Start the data migration job

  1. On the Data Migration page, find the data migration job that you created and click Start in the Actions column.

  2. In the upper-right corner, click Search. If the state of the job changes to Starting, the data migration job is started.

Analyze data

After the data migration job is completed, you can use metadata discovery to import data from OSS to Data Lakehouse Edition (V3.0). Then, you can use Spark JAR Development to analyze the data that is imported to Data Lakehouse Edition (V3.0). For more information about Spark development, see Spark development editor and Spark batch application development.

  1. Procedure

    1. In the left-side navigation pane, choose Job Development > Spark JAR Development.

    2. Enter SQL statements in the default template and click Run Now.

      -- Here is just an example of SparkSQL. Modify the content and run your spark program.
      
      conf spark.driver.resourceSpec=medium;
      conf spark.executor.instances=2;
      conf spark.executor.resourceSpec=medium;
      conf spark.app.name=Spark SQL Test;
      conf spark.adb.connectors=oss;
      
      -- Here are your sql statements
      show tables from lakehouse20220413156_adbTest;
    3. (Optional) On the Applications tab, find an application and click Log in the Actions column to view the Spark SQL running log of the application.

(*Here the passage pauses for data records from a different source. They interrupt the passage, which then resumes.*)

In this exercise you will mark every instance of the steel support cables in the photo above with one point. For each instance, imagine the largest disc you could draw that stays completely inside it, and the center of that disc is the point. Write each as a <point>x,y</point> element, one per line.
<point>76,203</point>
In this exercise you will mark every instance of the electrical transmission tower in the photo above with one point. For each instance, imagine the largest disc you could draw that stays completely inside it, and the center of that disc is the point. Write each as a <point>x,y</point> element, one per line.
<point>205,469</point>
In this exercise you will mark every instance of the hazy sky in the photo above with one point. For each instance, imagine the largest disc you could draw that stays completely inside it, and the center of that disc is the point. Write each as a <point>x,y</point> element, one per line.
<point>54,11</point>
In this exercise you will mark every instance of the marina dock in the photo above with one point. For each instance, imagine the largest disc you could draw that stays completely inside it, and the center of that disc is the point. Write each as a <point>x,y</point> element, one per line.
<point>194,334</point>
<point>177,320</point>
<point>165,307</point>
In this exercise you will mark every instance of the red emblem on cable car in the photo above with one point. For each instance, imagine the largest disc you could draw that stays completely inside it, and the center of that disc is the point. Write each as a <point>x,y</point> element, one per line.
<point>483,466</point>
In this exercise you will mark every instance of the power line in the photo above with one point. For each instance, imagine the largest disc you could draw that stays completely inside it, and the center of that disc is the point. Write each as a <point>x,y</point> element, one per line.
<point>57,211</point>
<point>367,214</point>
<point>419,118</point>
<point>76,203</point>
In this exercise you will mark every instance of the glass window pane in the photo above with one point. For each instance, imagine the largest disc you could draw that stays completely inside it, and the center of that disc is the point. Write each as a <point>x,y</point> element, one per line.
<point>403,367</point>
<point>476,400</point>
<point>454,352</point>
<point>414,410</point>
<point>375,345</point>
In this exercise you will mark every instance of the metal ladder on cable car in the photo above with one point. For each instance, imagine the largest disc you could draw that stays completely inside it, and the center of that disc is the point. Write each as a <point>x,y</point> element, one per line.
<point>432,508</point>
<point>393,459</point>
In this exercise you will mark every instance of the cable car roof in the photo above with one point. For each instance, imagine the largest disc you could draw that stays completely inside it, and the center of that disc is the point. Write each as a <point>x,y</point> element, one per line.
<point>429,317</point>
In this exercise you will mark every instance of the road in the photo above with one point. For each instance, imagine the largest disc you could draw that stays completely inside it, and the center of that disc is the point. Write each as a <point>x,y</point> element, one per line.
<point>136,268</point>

Manage the data migration job

On the Data Migration page, you can perform the following operations in the Actions column.

Operation

Description

Start

Starts the data migration job.

Execution Details

Allows you to view the data migration job details, such as the data migration job settings and number of migrated tables.

Edit

Allows you to edit the properties of the data migration job.

Pause

Pauses the data migration job.

Delete

Deletes the data migration job.